JDK-7014220 : UTF lexical presentation of some new digits accepted by XML document validator with JAXP 1.4.5
  • Type: Bug
  • Component: xml
  • Sub-Component: javax.xml.validation
  • Affected Version: 1.4.0,7
  • Priority: P3
  • Status: Closed
  • Resolution: Fixed
  • OS: generic
  • CPU: generic
  • Submitted: 2011-01-24
  • Updated: 2012-04-25
  • Resolved: 2011-01-27
The Version table provides details related to the release that this issue/RFE will be addressed.

Unresolved : Release in which this issue/RFE will be addressed.
Resolved: Release in which this issue/RFE has been resolved.
Fixed : Release in which this issue/RFE has been fixed. The release containing this fix may be available for download as an Early Access Release or a General Availability Release.

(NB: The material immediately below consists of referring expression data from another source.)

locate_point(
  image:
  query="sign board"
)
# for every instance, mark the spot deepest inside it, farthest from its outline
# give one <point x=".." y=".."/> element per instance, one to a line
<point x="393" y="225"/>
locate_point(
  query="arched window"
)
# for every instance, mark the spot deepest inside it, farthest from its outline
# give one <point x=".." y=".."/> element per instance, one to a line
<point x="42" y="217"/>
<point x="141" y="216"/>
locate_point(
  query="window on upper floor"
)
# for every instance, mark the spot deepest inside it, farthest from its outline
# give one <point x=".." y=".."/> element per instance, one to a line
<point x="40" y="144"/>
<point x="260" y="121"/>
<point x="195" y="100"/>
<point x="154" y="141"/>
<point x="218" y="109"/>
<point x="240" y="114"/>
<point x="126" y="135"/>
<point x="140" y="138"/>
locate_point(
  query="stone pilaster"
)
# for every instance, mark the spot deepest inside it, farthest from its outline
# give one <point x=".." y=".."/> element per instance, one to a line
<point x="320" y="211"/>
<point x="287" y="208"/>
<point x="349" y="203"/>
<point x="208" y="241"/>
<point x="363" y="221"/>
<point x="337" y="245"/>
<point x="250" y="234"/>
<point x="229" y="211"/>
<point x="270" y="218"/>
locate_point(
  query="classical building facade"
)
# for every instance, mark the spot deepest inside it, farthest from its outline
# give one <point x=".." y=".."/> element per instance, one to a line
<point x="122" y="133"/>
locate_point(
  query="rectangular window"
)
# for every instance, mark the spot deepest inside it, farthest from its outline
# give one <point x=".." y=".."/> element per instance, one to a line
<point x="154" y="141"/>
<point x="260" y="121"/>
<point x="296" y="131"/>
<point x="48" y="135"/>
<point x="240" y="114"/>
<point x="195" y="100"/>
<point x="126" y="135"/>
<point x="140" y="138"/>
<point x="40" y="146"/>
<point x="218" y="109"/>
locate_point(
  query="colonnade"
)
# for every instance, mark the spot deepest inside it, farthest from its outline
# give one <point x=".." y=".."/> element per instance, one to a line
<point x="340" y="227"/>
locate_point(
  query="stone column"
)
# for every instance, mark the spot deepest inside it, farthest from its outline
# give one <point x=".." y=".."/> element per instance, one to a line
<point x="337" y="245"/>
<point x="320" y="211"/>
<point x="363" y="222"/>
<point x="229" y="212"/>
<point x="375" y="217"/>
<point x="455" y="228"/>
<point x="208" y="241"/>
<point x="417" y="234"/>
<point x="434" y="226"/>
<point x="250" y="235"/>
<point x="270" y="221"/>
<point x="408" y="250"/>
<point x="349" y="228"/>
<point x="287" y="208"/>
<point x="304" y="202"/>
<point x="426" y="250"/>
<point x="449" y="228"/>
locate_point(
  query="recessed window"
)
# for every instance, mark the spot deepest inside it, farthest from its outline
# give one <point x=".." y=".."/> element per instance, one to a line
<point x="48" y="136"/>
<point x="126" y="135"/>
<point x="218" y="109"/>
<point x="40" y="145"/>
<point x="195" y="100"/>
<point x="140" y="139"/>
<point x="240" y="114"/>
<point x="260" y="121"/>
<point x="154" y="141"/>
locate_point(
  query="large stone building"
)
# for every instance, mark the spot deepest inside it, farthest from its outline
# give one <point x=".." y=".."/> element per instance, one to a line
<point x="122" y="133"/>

To download the current JDK release, click here.
Other JDK 7
1.4.0 1.4Fixed 7Fixed
Related Reports
Relates :  
Description
See CR 6971190 where the similar problem is described. 
With the same schema as in CR 6971190 the following xml document will be accepted since JDK 7 b126:

<?xml version="1.0"?>
<doc  xmlns:xsi='http://www.w3.org/2001/XMLSchema-instance'
    xsi:noNamespaceSchemaLocation='reS51.xsd' >

<!--
base='string', pattern='\d', value='#x0BE6;', type='invalid', RULE='37'
-->

      <elem att='&#x0BE6;'/>

 </doc>

The "x0BE6;" is "TAMIL DIGIT ZERO" according to Unicode 6 ( http://www.unicode.org/Public/6.0.0/ucd/UnicodeData.txt) which was integrated into JDK 7 since b 121(See CR 6959267).

The issue also exists for the following symbols:
x0BF0 - TAMIL NUMBER TEN
x0F2A - TIBETAN DIGIT HALF ONE
x1372 - ETHIOPIC NUMBER TEN

Regression since JDK 7 b126. Looks like caused by jaxp 1.4.5 was integrated (See CR 7007257).

Comments
EVALUATION While fixing 6971190, chars more than required by the jck/w3c tests were added, for example, TAMIL DIGIT ZERO. U+0BE6, Tamil zero was added as of Unicode 4.1. The current jck/w3c tests contains a negative tests for these chars.
27-01-2011